But his story in 2004 drew plenty of attention.
It sounded like a spy novel: A Ukrainian opposition candidate falls mysteriously ill, his face disfigured by a blotch of lesions. He has severe abdominal and back pain, and the left side of his face is paralyzed.
Yushchenko said he was poisoned. Opponents said maybe it was bad sushi and booze.
Austrian doctors said it was dioxin -- possibly placed deliberately in his food.
That announcement came on Dec. 11, 2004, just a few weeks after Yushchenko was beaten by Yanukovych in a soon-to-be-overturned runoff vote for the Ukrainian presidency. The new vote put Yushchenko in the presidency.
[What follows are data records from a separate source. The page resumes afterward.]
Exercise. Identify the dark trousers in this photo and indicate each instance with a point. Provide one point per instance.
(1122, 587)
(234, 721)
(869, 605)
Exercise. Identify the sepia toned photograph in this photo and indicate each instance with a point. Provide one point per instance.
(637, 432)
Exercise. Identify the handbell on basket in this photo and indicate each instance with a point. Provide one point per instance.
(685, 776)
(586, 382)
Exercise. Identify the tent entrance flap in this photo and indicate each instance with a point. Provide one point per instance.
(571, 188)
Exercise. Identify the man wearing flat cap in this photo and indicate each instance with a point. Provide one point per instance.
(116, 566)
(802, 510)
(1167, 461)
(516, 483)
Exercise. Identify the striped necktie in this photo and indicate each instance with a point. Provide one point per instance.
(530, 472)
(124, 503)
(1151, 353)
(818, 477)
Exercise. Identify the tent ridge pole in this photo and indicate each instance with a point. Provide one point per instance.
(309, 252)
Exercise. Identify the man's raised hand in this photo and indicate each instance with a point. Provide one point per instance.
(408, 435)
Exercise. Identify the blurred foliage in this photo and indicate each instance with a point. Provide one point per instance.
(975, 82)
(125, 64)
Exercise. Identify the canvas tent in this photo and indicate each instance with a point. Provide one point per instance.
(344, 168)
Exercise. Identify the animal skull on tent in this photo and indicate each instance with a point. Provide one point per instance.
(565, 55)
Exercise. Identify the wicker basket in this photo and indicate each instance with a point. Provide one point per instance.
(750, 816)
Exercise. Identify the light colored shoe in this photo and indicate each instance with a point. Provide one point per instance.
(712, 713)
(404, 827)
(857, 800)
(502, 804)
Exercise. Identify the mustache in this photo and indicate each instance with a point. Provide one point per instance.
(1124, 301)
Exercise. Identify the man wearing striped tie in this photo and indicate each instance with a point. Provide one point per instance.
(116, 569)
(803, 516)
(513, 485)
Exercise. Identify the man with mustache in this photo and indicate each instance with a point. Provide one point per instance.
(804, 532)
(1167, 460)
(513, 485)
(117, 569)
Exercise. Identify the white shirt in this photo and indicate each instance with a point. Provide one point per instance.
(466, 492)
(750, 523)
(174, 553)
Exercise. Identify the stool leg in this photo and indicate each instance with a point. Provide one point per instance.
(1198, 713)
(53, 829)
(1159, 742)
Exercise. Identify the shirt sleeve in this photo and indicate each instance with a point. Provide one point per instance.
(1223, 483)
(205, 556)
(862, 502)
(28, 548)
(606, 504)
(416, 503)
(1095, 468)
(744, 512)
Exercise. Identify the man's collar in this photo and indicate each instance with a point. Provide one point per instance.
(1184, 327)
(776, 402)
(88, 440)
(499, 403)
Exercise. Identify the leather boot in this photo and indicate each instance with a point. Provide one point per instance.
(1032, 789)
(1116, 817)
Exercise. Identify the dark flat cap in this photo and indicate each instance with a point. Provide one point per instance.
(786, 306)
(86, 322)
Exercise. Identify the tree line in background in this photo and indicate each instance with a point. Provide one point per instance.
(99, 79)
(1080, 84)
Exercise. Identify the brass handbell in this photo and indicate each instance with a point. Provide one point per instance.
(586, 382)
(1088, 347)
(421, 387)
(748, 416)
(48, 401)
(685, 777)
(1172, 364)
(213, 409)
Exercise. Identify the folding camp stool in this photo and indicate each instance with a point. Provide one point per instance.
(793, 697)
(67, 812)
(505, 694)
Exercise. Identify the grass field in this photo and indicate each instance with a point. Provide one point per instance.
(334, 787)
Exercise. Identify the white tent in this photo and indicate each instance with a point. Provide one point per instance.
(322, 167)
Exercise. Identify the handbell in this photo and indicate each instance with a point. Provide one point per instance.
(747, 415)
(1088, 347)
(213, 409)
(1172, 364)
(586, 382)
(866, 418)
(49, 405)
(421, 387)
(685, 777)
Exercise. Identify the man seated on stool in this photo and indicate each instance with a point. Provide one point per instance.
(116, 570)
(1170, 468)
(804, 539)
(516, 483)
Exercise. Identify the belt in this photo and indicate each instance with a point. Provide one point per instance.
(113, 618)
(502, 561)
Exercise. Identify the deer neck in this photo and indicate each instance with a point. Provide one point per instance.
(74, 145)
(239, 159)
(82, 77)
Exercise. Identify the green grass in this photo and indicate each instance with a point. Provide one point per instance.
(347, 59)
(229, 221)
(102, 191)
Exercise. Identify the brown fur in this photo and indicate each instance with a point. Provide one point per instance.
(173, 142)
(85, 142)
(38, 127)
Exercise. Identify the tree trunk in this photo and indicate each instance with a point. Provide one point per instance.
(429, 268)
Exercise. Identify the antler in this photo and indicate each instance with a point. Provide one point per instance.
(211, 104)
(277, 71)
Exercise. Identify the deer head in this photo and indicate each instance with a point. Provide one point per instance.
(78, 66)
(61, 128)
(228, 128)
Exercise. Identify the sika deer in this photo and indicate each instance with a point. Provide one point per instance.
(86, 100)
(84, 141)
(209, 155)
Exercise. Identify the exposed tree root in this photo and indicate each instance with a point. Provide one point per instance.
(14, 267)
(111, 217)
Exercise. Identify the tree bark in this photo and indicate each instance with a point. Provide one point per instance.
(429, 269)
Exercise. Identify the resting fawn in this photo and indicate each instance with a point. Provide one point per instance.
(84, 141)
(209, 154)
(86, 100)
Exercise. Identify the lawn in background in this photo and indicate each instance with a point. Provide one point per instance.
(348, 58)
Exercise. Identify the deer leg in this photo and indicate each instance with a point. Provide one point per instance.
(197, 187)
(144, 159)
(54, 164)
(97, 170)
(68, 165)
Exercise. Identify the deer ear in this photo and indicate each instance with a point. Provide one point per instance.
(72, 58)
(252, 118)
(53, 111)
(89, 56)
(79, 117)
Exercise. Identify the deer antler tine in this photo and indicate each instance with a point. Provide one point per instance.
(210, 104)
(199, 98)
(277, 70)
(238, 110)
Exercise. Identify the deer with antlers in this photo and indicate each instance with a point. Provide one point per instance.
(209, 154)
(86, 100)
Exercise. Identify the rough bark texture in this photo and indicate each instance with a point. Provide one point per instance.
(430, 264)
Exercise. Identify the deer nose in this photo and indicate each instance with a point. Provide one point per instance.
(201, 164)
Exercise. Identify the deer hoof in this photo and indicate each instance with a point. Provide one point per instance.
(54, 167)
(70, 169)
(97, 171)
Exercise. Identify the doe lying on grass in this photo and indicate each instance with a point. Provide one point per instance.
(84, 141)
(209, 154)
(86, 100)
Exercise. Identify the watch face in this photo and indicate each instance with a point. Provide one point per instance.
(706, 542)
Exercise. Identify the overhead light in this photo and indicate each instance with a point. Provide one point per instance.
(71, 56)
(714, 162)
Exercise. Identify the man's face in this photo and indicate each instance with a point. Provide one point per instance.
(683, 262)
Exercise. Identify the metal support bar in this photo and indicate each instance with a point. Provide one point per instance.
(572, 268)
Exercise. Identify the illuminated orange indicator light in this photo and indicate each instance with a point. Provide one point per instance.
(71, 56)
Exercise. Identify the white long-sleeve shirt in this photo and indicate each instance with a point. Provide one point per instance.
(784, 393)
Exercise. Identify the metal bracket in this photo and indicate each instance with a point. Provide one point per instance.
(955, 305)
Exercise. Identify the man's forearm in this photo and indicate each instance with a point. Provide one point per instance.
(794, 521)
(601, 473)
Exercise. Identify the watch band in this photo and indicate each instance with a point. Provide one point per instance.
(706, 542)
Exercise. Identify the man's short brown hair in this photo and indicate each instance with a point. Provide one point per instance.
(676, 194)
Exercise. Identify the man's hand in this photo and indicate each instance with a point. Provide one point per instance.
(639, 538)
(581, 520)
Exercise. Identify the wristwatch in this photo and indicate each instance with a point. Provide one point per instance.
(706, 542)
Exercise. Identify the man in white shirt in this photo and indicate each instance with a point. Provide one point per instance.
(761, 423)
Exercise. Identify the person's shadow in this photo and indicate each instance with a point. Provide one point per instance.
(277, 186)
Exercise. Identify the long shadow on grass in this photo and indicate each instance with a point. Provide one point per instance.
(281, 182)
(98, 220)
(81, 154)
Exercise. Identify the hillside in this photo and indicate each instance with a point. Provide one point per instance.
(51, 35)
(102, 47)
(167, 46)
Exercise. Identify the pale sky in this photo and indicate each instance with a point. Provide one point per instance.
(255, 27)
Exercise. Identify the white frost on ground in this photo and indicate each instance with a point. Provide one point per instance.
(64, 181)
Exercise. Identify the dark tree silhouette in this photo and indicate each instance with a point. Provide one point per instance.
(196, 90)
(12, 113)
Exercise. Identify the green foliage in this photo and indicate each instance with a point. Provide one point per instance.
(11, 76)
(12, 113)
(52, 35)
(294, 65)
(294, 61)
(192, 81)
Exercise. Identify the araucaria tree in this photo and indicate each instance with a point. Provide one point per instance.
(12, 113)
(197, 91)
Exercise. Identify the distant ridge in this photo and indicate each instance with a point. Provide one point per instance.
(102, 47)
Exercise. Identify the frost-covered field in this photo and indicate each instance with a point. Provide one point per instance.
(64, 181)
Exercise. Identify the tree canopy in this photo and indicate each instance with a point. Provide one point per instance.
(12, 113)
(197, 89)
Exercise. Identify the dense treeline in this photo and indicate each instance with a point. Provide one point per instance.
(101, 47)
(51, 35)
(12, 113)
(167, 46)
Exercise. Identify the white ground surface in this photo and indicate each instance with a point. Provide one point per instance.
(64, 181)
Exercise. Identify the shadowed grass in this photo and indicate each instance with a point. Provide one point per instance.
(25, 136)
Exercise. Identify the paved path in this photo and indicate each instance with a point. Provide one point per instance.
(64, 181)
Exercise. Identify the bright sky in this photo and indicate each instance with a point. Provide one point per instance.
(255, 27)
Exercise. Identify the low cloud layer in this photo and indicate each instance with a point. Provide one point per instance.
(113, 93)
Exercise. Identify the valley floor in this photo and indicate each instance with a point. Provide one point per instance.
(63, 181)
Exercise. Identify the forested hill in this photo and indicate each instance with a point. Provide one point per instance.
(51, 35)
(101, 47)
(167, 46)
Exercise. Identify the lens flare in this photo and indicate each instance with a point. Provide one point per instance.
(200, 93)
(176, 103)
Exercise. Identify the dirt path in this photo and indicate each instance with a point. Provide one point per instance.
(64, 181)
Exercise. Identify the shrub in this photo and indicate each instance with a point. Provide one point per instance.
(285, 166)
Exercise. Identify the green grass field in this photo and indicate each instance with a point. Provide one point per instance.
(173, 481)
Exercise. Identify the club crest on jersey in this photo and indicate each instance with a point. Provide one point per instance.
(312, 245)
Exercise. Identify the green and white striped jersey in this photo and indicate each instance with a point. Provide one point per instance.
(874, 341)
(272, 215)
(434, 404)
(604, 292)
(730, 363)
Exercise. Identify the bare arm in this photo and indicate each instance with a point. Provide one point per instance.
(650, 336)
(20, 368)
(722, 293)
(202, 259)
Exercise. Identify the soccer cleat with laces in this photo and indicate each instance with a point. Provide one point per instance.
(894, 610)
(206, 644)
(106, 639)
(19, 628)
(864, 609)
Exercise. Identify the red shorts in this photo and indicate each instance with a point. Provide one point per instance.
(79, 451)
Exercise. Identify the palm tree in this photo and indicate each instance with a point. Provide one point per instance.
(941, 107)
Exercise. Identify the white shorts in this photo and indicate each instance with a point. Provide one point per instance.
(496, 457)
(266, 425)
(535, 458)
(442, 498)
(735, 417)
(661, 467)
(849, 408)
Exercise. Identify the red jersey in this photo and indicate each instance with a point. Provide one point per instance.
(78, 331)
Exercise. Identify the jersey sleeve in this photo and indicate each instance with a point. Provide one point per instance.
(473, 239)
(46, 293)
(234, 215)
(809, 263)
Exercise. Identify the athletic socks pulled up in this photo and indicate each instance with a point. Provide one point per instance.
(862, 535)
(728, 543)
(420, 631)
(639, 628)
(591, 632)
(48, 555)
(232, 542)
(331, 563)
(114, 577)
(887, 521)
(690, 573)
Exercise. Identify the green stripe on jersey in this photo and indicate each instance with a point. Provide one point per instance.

(That, of course, wasn't the end of Yanukovych's career: He was elected as president in 2010 -- and then was ousted by protesters last month. Check out our Ukraine glossary for more on 2004's Orange Revolution.)
But back to the potential poisoning. The Post's Peter Finn wrote in 2004:
Arnold Schecter, a dioxin expert at the University of Texas School of Public Health at Southwestern Medical Center in Dallas, said dioxins can be highly effective poison in people who are sensitive to their effects. If Yushchenko was deliberately given dioxin, it was done by someone who "was very clever and very knowledgeable," Schecter said."If someone put a drop of pure dioxin in his food, he wouldn't taste it, he wouldn't see it and a few days later he'd start to get sick," Schecter said."If you are trying to kill someone quickly, it's not the way to go," he said. "But if you want to disable someone and want to do it subtly and have it happen days or weeks or months after you have contact with someone, this can do it," Schecter said. "Plus there are very few labs in the world that can accurately detect dioxin in the blood."
How the poison got into his system was never uncovered, and his face still bears the scars.